Overall the lighting aspect of this balcony upgrade cost: $20 + 9.96 = $29.96!
It also seemed like a good idea to have a little spot to store a few items that are specifically for the balcony, but maybe are best not left out all the time. A little on-house mailbox seemed like a quick and easy solution for this and luckily I found one at the Habitat ReStore for $5! But of course, it needed a little tuning up.
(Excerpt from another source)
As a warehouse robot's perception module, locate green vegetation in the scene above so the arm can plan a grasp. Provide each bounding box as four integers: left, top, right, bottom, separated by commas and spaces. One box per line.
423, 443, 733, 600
I removed the newspaper holder underneath, scraped off the dried glue, sanded, then spray painted it. It's brown primer covered with matte clear on the outside and copper on the inside. All paints I had on hand! Which keeps the cost of this project at $5, because I already had screws to hang it with, too.
|I haven't found something to cover the holes that held the missing emblem or nameplate that was on the mailbox originally, yet...|
What is stored in there now is a rag for wiping dust and pollen off the table and chairs should they need it, coasters (see below), and a bottle opener.
|Perfect spot for an iced latte of a July morning.|
Sealed scrapbook paper on top, copper Lustre Stone on the sides, and...
... cork on the bottom.
Oh! And I decided that the rejuvenated balcony would be the perfect spot for this piece that I inherited from Sol a few years back. I had a full set of the medium-sized letters that I scored on Ebay at a screaming deal shortly after he gave it to me and now Jo-Ann has those big ones (and a few other sizes) in several colors for a WAY better price than the office supply places, so I got a set of the 2" white ones.
I found several variations of a sign such as this on pinterest and selected the phrases that best fit us and our intended uses of our "new" spot. Oh, yeah. And if figured out how to cover those holes in the mailbox where there had originally been a plaque of some sort.
It's shrink plastic for ink jet printers! I made up a sign in a photo editing software, printed it on the plastic, then shrunk it in the oven as per the instructions. I added some glossy "triple-thick" glaze, glued a magnet on the back, et voila! I already had all the supplies, so I still have only spent $5 on re-purposing this! WOO!